Suppose $(S,\cdot)$ is a semigroup with neutral element $e$ (i.e. $xe=ex=x$ for all $x\in S$) and the following properties:
- S is commutative: $xy=yx$.
- S is cancellative: $xy = xz$ implies $y = z$.
- For $n \geq 2$ it is never true that $x^n= x$ except for $x = e$, the neutral element of $S$.
Question: Are there elementary additional conditions ensuring that an irreducible element is prime?
$x\in S \setminus \{e\}$ is called irreducible, if $x = yz$ implies $y = x$ or $y = e$.
$x \in S \setminus \{e\}$ is called prime, if for any $y,y' \in S$ with $x z = yy'$ for a $z \in S$ it is true that there exists a $w \in S$ such that $x w = y$ or $x w =y'$ (one can also formulate: if $x$ divides $yz$ then it already divides $y$ or $z$).

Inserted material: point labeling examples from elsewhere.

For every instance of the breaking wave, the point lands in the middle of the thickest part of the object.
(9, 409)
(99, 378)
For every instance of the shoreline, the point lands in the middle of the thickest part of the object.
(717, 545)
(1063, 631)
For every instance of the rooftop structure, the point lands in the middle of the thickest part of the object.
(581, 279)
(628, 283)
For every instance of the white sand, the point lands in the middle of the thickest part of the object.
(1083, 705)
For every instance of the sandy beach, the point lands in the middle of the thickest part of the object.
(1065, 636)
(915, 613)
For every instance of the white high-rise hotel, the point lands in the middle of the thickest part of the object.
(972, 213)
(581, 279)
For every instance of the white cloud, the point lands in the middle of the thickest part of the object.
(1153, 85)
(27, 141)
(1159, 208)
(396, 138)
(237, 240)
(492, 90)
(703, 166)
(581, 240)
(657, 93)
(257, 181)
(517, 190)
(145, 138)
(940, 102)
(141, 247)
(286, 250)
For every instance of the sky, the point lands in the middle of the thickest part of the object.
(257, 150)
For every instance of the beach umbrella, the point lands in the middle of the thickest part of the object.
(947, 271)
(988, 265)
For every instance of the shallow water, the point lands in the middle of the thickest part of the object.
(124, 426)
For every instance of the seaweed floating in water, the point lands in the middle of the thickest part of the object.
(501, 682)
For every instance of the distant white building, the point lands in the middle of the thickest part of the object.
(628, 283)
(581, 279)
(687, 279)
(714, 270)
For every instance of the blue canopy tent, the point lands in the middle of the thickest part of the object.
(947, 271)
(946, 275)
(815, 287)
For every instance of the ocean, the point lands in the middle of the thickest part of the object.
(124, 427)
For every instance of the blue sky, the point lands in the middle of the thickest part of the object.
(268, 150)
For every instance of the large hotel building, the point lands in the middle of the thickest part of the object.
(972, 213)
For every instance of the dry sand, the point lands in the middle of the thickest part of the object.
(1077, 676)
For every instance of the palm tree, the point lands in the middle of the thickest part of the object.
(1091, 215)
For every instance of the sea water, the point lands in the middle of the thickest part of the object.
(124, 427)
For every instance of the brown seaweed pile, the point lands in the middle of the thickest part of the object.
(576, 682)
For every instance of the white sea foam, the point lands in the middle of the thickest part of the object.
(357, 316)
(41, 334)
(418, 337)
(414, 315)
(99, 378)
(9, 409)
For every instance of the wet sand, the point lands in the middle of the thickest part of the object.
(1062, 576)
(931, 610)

I would be happy if someone could provide a result not restricted to finite semigroups. An example I have in mind is $S = \mathcal{N}_f(\mathbb{R})$ the set of finite point measures $m$ on $\mathbb{R}$, i.e. measures of the form $m=\sum_{i=1}^k n_i \delta_{x_i}$ for some $x_i \in \mathbb{R}$, $n_i \in \mathbb{N}$ for $i = 1, \dotsc, k\in \mathbb{N}_0$. A binary operation on $S$ is the addition of measures and the neutral element is $e=0$, the null measure. One can check that irreducible and prime elements coincide: $\{\delta_x: x \in \mathbb{R}\}$. Are there additional "features" of this particular semigroup responsible for the coincidence of the two sets?